Wrecking (shipwreck) - Fictional Accounts

Fictional Accounts

Wreckers have been featured in a number of works of fiction, including a references in The Shipping News by E. Annie Proulx, Jamaica Inn by Daphne du Maurier, Shipwrecks by Akira Yoshimura, the film The Light at the Edge of the World based on the novel Le Phare du bout du monde by Jules Verne, and also in the opening chapter of Verne's The Archipelago on Fire.

Dame Ethel Smyth's opera, The Wreckers, is set in Cornwall—the plot revolves around deliberate wrecking.

In 1942, the Technicolor Movie Reap The Wild Wind by C. B. DeMille depicted life in the wrecking business in the Nineteenth Century around Key West, Florida. It garnered an Academy Award for underwater Special Effects.

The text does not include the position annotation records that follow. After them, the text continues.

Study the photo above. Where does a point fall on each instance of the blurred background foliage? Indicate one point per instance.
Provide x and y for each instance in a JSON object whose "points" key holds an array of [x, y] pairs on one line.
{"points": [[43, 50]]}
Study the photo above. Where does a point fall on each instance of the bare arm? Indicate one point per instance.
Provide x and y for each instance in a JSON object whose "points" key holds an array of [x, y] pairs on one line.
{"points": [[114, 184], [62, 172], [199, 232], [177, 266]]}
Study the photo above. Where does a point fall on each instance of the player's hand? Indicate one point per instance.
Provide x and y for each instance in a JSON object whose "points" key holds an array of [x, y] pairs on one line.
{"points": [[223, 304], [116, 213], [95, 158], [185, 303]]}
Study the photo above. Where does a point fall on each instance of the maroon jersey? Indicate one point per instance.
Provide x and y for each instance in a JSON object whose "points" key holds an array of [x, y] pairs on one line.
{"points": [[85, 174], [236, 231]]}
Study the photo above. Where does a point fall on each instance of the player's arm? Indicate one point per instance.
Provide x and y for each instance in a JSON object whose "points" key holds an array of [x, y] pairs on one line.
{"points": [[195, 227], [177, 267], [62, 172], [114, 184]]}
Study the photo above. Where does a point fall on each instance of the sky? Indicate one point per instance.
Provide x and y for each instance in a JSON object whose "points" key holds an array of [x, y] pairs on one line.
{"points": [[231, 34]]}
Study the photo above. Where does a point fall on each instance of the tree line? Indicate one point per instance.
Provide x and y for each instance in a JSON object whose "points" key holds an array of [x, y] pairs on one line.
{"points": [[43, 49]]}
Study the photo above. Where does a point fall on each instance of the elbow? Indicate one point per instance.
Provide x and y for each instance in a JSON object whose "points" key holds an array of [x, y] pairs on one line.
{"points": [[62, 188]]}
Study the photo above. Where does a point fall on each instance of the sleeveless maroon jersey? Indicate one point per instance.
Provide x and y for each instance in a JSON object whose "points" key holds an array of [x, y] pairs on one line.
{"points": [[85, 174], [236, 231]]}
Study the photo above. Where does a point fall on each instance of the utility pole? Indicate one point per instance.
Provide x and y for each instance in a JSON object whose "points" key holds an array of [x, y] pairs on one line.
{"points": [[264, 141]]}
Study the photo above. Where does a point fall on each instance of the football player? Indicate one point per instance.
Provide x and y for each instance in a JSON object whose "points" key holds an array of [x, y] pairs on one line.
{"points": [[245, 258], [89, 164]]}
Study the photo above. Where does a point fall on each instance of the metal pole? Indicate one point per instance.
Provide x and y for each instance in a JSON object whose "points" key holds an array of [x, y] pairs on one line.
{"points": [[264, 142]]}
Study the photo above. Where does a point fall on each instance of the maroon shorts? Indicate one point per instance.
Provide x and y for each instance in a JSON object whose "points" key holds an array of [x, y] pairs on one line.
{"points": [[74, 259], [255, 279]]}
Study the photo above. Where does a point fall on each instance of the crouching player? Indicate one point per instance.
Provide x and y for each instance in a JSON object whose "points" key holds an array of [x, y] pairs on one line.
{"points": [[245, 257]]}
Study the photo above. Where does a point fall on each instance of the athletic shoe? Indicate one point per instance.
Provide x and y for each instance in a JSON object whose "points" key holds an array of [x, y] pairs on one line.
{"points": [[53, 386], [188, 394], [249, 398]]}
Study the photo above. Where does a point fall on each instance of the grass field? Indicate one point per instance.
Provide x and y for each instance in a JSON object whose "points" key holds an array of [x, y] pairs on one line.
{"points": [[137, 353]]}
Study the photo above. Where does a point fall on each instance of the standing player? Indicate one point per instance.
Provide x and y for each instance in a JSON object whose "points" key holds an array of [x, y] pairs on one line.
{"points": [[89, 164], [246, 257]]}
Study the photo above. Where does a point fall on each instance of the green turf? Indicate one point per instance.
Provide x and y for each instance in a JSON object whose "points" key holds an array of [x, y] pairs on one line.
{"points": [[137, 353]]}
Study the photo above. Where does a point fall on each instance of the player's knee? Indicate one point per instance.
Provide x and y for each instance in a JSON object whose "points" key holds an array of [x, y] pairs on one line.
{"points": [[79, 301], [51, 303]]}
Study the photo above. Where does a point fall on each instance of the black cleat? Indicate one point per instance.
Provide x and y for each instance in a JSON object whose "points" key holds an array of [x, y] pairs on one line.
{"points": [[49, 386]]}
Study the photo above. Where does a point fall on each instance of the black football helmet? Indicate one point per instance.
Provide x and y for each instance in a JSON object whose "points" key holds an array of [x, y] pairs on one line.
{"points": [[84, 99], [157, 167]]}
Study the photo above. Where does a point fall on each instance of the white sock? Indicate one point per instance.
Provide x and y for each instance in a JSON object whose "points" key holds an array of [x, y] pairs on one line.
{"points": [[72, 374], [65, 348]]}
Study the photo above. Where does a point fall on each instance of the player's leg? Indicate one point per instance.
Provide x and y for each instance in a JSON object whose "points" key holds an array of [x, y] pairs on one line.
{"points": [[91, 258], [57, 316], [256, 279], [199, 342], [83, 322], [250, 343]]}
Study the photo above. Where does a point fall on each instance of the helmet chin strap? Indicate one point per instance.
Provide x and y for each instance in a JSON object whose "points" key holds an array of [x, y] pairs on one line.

In 1962, the Walt Disney's Wonderful World of Color TV series aired a two-episode live action adventure film entitled The Mooncussers about the investigation and exposure of a gang of wreckers.

Enid Blyton, specifically in the Famous Five books, writes often about the treasures of the wreckers.

The Wreckers, by Ian Lawrence, is a book for younger readers about The Isle of Skye (a London vessel) being shipwrecked along the shores of Pendennis, Cornwall.

Canadian progressive rock band Rush included a song on their 2012 album Clockwork Angels titled "The Wreckers", the lyrics of which were inspired by historical tales of wreckers luring ships to their demise.